Given the matrix $A$:
$$A= \begin{pmatrix} 0 & 0 & 0 & -1 \\ 1 & 0 & 0 & 0 \\ 0 & 1 & 0 & -2 \\ 0 & 0 & 1 & 0 \\ \end{pmatrix} $$
$a)$ Find the general solution for the system of first order linear differential equations $y' = Ay$. (HINT: you should get 4 independent eigenvectors).
After solving $a)$ you should be able to answer $b)$.

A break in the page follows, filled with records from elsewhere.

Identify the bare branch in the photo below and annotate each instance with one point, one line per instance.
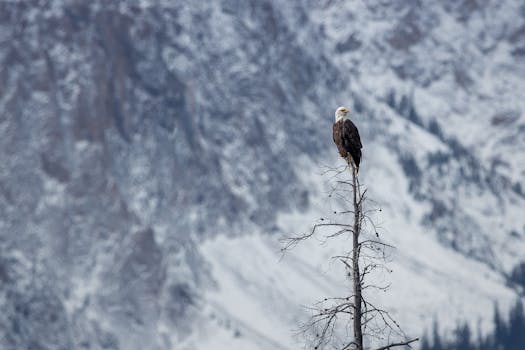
(393, 345)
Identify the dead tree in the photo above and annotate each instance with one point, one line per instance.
(338, 315)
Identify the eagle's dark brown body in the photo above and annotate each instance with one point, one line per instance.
(346, 137)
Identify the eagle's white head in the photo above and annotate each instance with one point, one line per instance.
(341, 113)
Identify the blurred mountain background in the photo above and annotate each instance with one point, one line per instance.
(154, 153)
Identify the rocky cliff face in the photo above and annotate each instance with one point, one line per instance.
(131, 133)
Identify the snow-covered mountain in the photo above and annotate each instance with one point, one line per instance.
(154, 153)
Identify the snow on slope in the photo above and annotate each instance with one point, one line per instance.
(261, 296)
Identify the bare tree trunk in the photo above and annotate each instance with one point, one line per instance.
(356, 275)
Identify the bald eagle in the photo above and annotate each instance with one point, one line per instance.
(346, 137)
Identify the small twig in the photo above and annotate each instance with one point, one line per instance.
(393, 345)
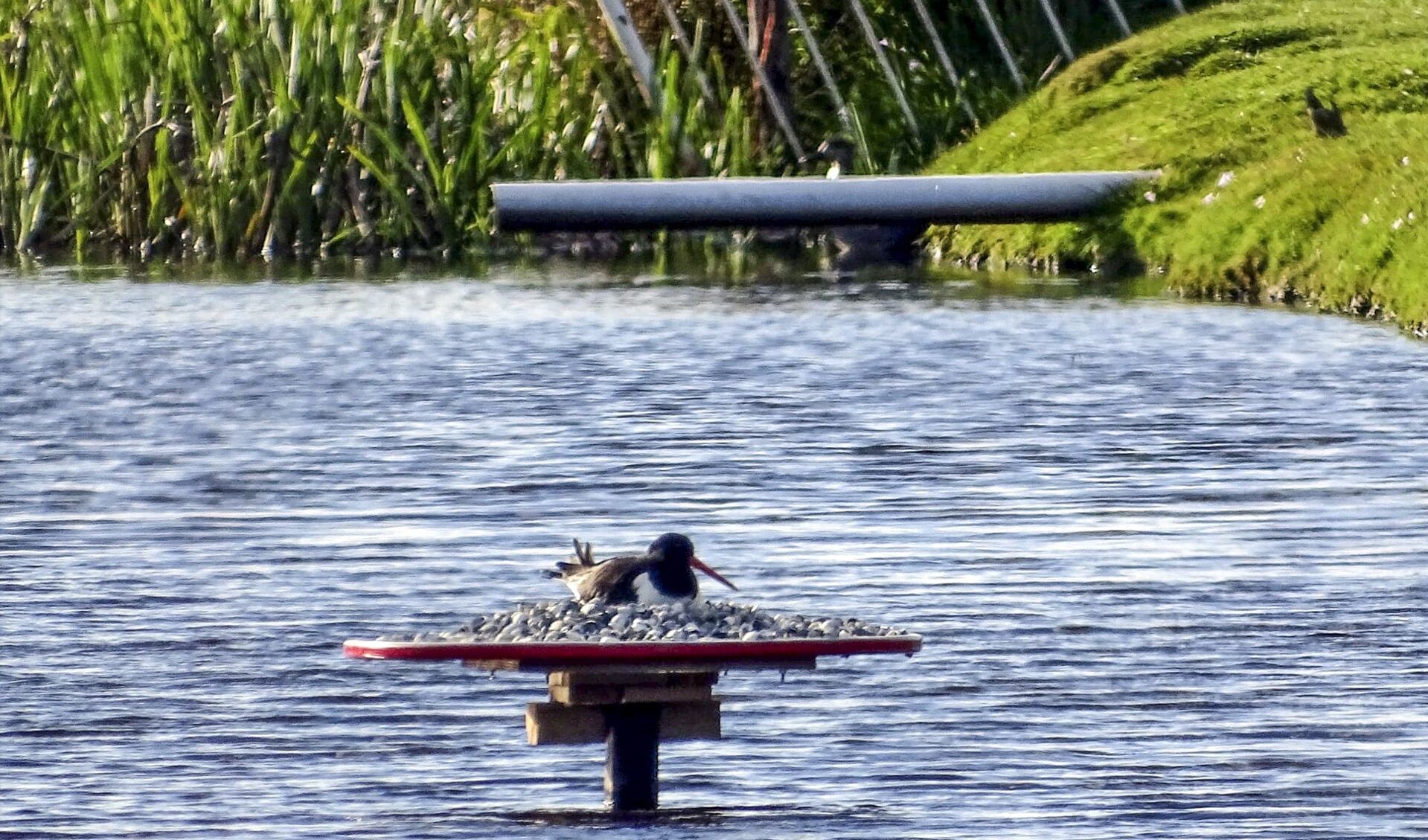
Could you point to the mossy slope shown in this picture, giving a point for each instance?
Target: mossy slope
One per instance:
(1252, 203)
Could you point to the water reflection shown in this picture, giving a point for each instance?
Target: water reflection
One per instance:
(1165, 557)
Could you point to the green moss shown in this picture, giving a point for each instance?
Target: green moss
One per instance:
(1252, 205)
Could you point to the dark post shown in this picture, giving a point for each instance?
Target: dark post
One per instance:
(633, 756)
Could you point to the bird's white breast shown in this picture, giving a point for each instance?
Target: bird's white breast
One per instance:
(646, 593)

$b)$ Find out for which positive integer $n$ the following statement holds:
Let C be an $n \times n$ invertible matrix with pure imaginary eigenvalues. If $y : \Re \rightarrow \Re^n$ is a solution of $y' = Cy$ then $y$ is limited (EDIT: what is meant is that $y$ is bounded).
What I have tried:
$a)$ The characteristic polynomial of $A$ (let me skip showing the determinant; the result is correct) is:
$$\Delta (\lambda) = \lambda^4 + 2\lambda^2 + 1$$
Which roots are:
$$\lambda_1 = i$$ $$\lambda_2 = -i$$
Where each has multiplicity of 2.
The general solution is (let me skip the algebraic steps; I will provide more details if you want to):
$y(x) = c_1\left[ \begin{pmatrix} 1 \\ -2i \\ -1 \\ 0 \\ \end{pmatrix}xe^{ix} + \begin{pmatrix} -1 \\ i \\ -1 \\ i \\ \end{pmatrix} e^{ix}\right] + c_2\left[\begin{pmatrix} 1 \\ 2i \\ -1 \\ 0 \\ \end{pmatrix}xe^{-ix} + \begin{pmatrix} 1 \\ i \\ 1 \\ i \\ \end{pmatrix} e^{-ix}\right]$
EDIT: The above equation may be wrong. The correct answer may be:
$y(x) = c_1 \begin{pmatrix} 1 \\ -2i \\ -1 \\ 0 \\ \end{pmatrix}xe^{ix} + c_2\begin{pmatrix} -1 \\ i \\ -1 \\ i \\ \end{pmatrix} e^{ix} + c_3\begin{pmatrix} 1 \\ 2i \\ -1 \\ 0 \\ \end{pmatrix}xe^{-ix} + c_4\begin{pmatrix} 1 \\ i \\ 1 \\ i \\ \end{pmatrix} e^{-ix}$
$b)$ I don't see what is meant here by saying 'then $y$ is limited'. My guess is that what is limited is the number of independent eigenvectors; Thus for our case $n=4$ and the statement holds. Am I right?
An explanation on $b)$ would be appreciated.